To be sure, Putin isn't the dog wagging the U.S. tail. Where U.S. actions to protect and promote its vital interests conflict with Russia, so be it. But the question needs to be asked again and again: are American vital interests threatened by Putin in Eastern Europe? Isn't Europe principally Europe's concern? Isn't it incumbent on Europeans to meet the challenges posed by Russia on their continent? Europeans lack neither the manpower nor the means to do so. What they may lack is the will to deal with Putin.
The clash here is between moralizers and realists. (There are isolationists on the right and left, too. But isolationism is a nonstarter.)
The Marco Rubios insist that the U.S. is a global superhero, righting wrongs, smashing injustices, and giving the old Pow! Bang! to thugs like Putin. The realists – Trump, notably – wear no blinders. "Bad hombres" are throughout the world. But the imperative is U.S. interests. Woodrow Wilson – not the Founders – invented the catchphrase "making the world safe for democracy." Wilson's words were breezy abstraction verging on adventurism. "Arsenal of Democracy" was an FDR phrase, aimed at helping the allies in the war against Hitler. FDR's "arsenal" made sense in time and place.
Russia is a competitor, but it needn't be an enemy. Where the two nations can cooperate, cooperation should be welcomed. The litmus test for cooperating with Russia is about whether or not vital U.S. interests are served. Likewise, if clashes occur with the Russians, let those center on safeguarding America's critical interests.
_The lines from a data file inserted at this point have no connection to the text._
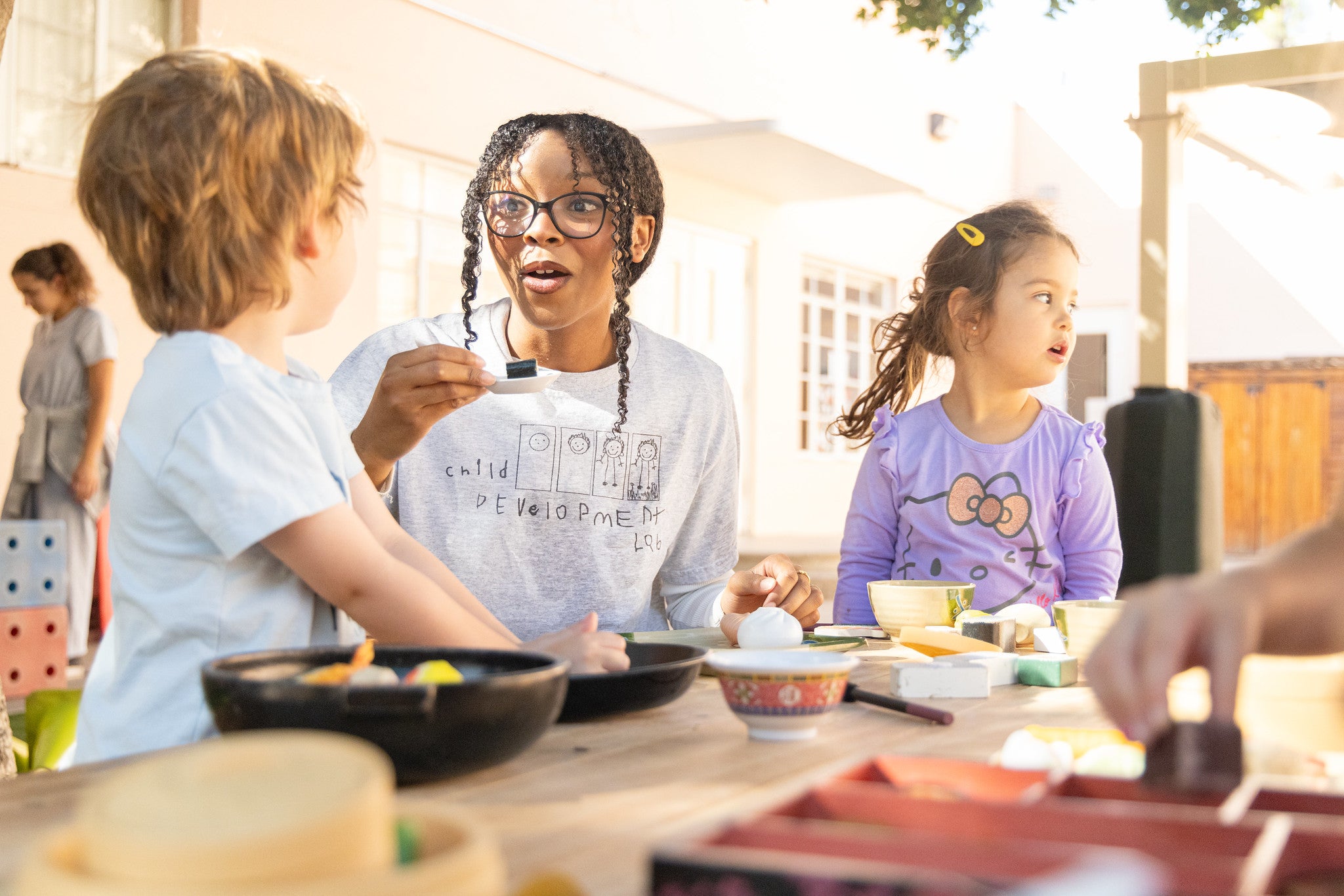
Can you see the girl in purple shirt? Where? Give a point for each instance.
(987, 484)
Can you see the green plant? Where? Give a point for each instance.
(959, 22)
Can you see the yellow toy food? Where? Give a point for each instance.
(433, 672)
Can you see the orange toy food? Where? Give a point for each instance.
(339, 674)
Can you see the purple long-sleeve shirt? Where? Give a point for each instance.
(1032, 520)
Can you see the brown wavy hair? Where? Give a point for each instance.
(58, 260)
(198, 173)
(906, 342)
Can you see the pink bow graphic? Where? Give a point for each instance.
(969, 502)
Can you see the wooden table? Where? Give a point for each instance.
(592, 800)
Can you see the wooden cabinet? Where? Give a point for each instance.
(1282, 445)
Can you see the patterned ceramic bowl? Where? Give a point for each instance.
(918, 603)
(781, 695)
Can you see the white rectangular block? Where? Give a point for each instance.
(1049, 640)
(938, 679)
(1003, 666)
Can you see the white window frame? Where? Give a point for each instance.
(14, 54)
(421, 218)
(810, 302)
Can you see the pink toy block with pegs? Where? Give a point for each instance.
(33, 649)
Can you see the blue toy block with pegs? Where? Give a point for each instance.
(33, 563)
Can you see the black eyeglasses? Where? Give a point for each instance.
(576, 215)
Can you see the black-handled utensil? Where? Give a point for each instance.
(854, 693)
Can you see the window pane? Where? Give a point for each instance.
(137, 30)
(402, 182)
(52, 42)
(398, 256)
(445, 191)
(442, 268)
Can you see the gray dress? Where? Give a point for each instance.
(54, 390)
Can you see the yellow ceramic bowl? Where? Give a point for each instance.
(1083, 624)
(918, 603)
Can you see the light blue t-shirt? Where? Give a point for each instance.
(217, 453)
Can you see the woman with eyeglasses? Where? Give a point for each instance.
(616, 488)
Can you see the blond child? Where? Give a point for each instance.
(223, 187)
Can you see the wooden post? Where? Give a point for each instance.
(1163, 233)
(6, 14)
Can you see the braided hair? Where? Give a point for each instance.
(633, 187)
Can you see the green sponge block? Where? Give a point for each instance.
(1047, 669)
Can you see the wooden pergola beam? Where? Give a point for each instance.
(1163, 219)
(1261, 69)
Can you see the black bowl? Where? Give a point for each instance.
(659, 674)
(430, 731)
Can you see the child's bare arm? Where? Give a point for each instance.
(342, 561)
(400, 543)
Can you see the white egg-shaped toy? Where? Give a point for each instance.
(1027, 752)
(769, 628)
(1028, 617)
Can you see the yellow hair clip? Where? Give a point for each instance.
(971, 234)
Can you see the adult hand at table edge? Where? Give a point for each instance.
(1168, 626)
(586, 648)
(415, 391)
(774, 582)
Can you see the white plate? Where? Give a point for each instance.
(523, 384)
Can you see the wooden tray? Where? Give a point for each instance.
(929, 826)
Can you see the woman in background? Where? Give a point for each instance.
(65, 455)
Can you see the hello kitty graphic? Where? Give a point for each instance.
(999, 510)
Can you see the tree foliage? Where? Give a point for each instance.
(959, 22)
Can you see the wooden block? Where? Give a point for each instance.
(1047, 669)
(1049, 640)
(938, 679)
(937, 644)
(1003, 666)
(33, 649)
(518, 370)
(994, 630)
(1196, 755)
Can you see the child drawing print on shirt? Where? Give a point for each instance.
(577, 468)
(644, 473)
(1001, 512)
(609, 464)
(536, 457)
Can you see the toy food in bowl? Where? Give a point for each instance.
(1083, 624)
(781, 695)
(918, 603)
(505, 702)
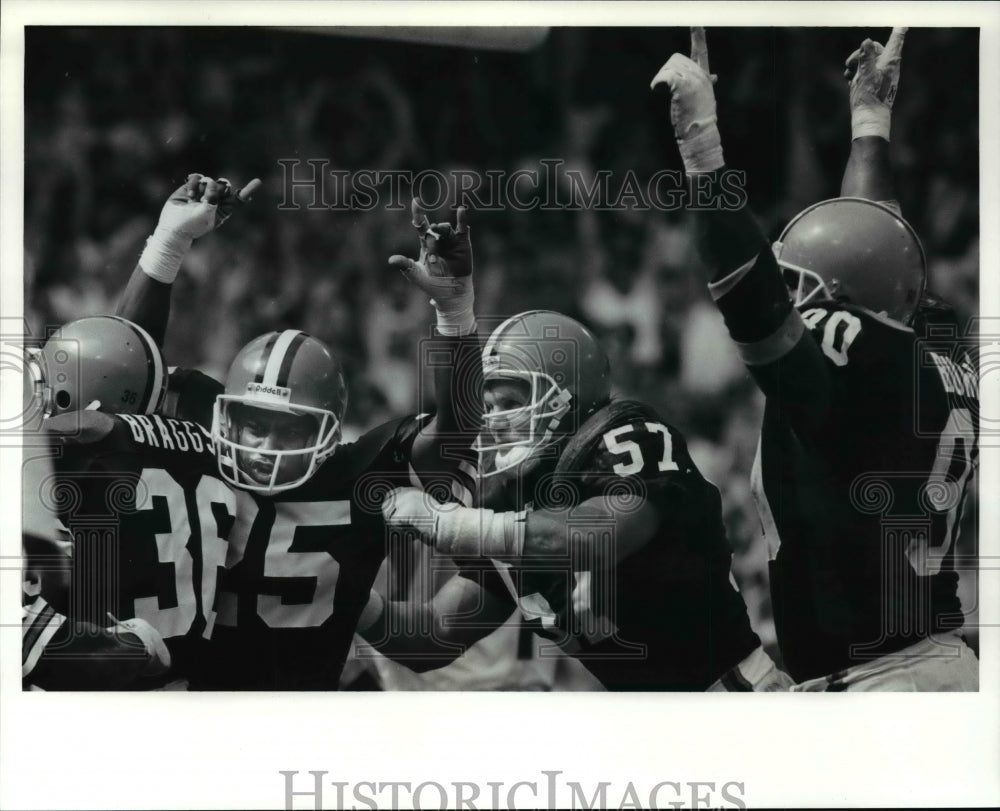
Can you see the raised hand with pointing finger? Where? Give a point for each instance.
(873, 73)
(692, 105)
(197, 207)
(443, 270)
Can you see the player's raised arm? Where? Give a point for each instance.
(873, 75)
(199, 206)
(443, 270)
(428, 635)
(746, 284)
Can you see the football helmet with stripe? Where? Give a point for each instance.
(280, 416)
(566, 375)
(100, 358)
(857, 250)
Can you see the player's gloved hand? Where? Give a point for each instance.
(194, 209)
(455, 530)
(692, 106)
(873, 73)
(150, 639)
(443, 269)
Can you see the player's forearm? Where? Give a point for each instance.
(868, 174)
(445, 442)
(412, 634)
(84, 657)
(146, 302)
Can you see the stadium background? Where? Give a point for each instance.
(116, 118)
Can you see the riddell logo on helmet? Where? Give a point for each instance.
(282, 392)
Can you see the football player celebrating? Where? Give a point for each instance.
(595, 523)
(309, 536)
(138, 491)
(869, 435)
(201, 205)
(91, 361)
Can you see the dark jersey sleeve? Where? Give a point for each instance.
(191, 396)
(781, 354)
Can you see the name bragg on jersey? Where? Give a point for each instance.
(168, 433)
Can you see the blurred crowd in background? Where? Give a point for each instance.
(116, 118)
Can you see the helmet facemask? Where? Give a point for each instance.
(239, 457)
(804, 286)
(547, 404)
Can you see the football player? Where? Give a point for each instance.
(309, 537)
(59, 653)
(869, 437)
(201, 205)
(595, 523)
(140, 492)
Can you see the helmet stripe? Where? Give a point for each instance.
(154, 367)
(276, 362)
(266, 356)
(290, 353)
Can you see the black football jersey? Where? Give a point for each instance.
(667, 616)
(861, 504)
(149, 519)
(300, 568)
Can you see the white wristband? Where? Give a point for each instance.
(165, 250)
(875, 119)
(702, 151)
(468, 532)
(156, 648)
(455, 324)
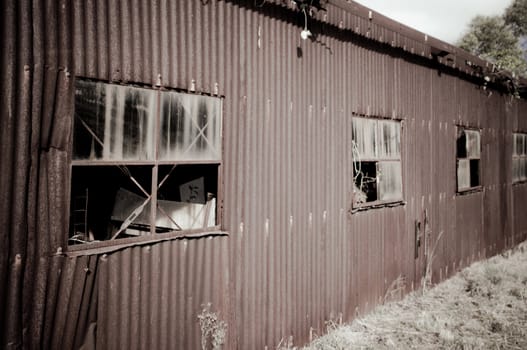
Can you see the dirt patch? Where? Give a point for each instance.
(482, 307)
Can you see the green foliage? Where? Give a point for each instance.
(492, 39)
(516, 17)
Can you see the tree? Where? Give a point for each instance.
(516, 17)
(491, 38)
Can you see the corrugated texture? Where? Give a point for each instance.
(296, 256)
(37, 102)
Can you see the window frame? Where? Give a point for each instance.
(470, 189)
(156, 179)
(377, 159)
(519, 157)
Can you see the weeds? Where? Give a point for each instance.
(482, 307)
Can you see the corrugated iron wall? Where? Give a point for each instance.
(296, 256)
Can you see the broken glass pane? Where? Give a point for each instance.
(390, 138)
(390, 180)
(517, 147)
(190, 127)
(473, 143)
(187, 197)
(104, 197)
(461, 144)
(463, 174)
(516, 173)
(365, 182)
(474, 172)
(523, 169)
(113, 122)
(364, 135)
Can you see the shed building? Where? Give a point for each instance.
(180, 174)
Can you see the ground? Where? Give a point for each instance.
(482, 307)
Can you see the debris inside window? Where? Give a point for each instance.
(377, 161)
(129, 179)
(468, 159)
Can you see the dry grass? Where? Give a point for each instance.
(482, 307)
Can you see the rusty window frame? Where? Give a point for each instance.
(157, 180)
(376, 156)
(468, 160)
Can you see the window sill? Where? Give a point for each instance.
(468, 191)
(377, 205)
(103, 247)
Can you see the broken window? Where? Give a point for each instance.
(519, 157)
(377, 173)
(468, 159)
(144, 161)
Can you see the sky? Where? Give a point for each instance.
(444, 19)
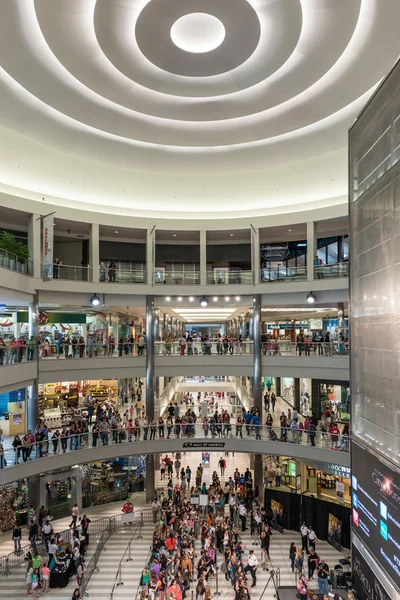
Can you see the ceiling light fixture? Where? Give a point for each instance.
(95, 300)
(311, 298)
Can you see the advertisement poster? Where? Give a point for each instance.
(47, 250)
(340, 491)
(366, 585)
(335, 532)
(277, 510)
(375, 500)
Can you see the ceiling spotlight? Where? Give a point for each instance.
(95, 300)
(311, 298)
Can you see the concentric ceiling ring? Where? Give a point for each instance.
(153, 36)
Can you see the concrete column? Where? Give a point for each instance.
(150, 255)
(203, 257)
(255, 259)
(150, 356)
(150, 478)
(156, 324)
(94, 258)
(34, 246)
(259, 475)
(315, 399)
(311, 249)
(34, 491)
(257, 390)
(296, 394)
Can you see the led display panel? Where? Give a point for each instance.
(375, 498)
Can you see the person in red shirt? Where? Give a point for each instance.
(170, 543)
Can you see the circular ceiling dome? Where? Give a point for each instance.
(103, 110)
(198, 33)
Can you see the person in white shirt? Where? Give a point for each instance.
(312, 537)
(75, 515)
(243, 515)
(252, 564)
(304, 537)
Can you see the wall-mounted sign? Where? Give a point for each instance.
(274, 252)
(204, 445)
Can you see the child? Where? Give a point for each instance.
(46, 577)
(35, 583)
(28, 578)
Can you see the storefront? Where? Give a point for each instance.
(60, 401)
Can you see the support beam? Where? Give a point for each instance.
(34, 224)
(203, 257)
(94, 258)
(311, 249)
(256, 319)
(150, 356)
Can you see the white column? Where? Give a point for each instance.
(311, 249)
(94, 258)
(34, 224)
(256, 256)
(150, 255)
(203, 257)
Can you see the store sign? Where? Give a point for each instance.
(274, 252)
(47, 250)
(365, 583)
(204, 445)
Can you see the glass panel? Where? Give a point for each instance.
(333, 255)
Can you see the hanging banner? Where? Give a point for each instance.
(48, 242)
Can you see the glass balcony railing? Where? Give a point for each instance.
(11, 261)
(331, 271)
(229, 277)
(69, 272)
(122, 275)
(176, 277)
(13, 353)
(104, 435)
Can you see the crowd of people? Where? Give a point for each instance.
(194, 545)
(59, 554)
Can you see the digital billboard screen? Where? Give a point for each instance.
(375, 499)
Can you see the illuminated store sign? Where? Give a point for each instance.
(375, 502)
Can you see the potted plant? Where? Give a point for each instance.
(13, 253)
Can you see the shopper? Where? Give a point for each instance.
(323, 574)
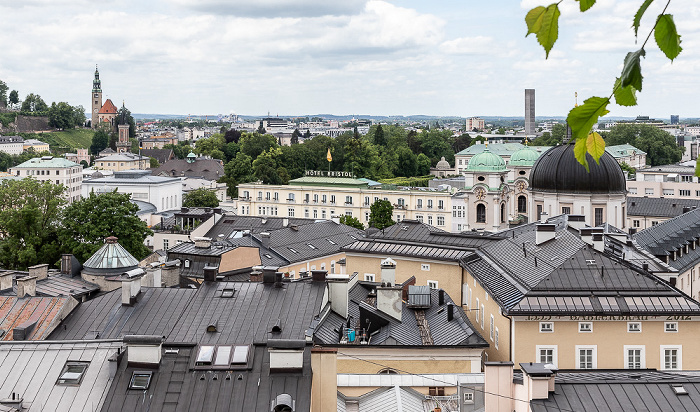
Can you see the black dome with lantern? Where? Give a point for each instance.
(557, 170)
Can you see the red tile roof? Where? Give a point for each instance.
(108, 108)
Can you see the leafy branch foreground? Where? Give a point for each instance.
(544, 23)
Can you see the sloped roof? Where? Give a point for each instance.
(31, 369)
(111, 258)
(45, 312)
(108, 107)
(458, 332)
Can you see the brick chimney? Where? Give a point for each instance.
(39, 271)
(26, 286)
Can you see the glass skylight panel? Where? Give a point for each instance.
(240, 355)
(223, 354)
(206, 354)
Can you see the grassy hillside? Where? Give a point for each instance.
(68, 140)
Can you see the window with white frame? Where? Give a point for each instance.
(671, 357)
(586, 357)
(634, 327)
(634, 357)
(546, 354)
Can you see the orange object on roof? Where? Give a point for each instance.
(108, 108)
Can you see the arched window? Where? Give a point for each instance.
(481, 213)
(522, 204)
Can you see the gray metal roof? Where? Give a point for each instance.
(155, 313)
(174, 387)
(672, 236)
(32, 370)
(458, 332)
(659, 206)
(615, 391)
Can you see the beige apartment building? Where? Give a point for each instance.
(321, 197)
(56, 170)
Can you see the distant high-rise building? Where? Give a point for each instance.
(530, 111)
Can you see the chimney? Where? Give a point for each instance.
(545, 232)
(6, 280)
(324, 379)
(268, 274)
(388, 266)
(318, 275)
(389, 300)
(143, 350)
(338, 288)
(498, 387)
(131, 286)
(202, 242)
(170, 273)
(39, 271)
(210, 273)
(598, 243)
(265, 239)
(26, 286)
(577, 221)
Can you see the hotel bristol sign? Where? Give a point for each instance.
(329, 173)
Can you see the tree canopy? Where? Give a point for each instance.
(90, 220)
(380, 214)
(29, 218)
(200, 198)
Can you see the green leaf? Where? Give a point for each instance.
(624, 96)
(580, 151)
(582, 118)
(549, 30)
(632, 70)
(586, 4)
(595, 145)
(667, 37)
(638, 16)
(533, 19)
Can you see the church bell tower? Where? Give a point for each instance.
(96, 99)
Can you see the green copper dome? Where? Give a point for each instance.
(524, 157)
(486, 162)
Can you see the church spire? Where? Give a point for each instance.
(96, 84)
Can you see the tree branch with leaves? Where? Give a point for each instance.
(543, 22)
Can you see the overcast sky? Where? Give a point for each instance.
(396, 57)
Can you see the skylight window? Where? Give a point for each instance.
(140, 380)
(72, 373)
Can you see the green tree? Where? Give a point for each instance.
(200, 198)
(380, 214)
(34, 104)
(14, 98)
(29, 218)
(351, 221)
(61, 116)
(100, 141)
(661, 148)
(90, 220)
(3, 92)
(544, 23)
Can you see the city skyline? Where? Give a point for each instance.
(365, 57)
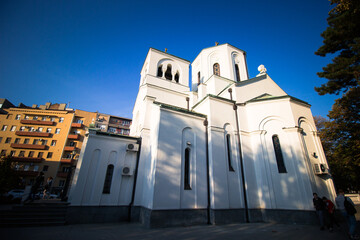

Competing with the Russians, President-Elect Trump grasps that the U.S. can gain real advantages in two key areas: militarily, through a major buildup of forces and means, and via energy independence. Freeing the U.S. from overseas energy unfetters the nation to pursue its interests with fewer complications.
Trump and Tillerson are apex business leaders, practical and grounded. Their eyes are on the prize: U.S. advantage and security. Maybe Marco Rubio will come around.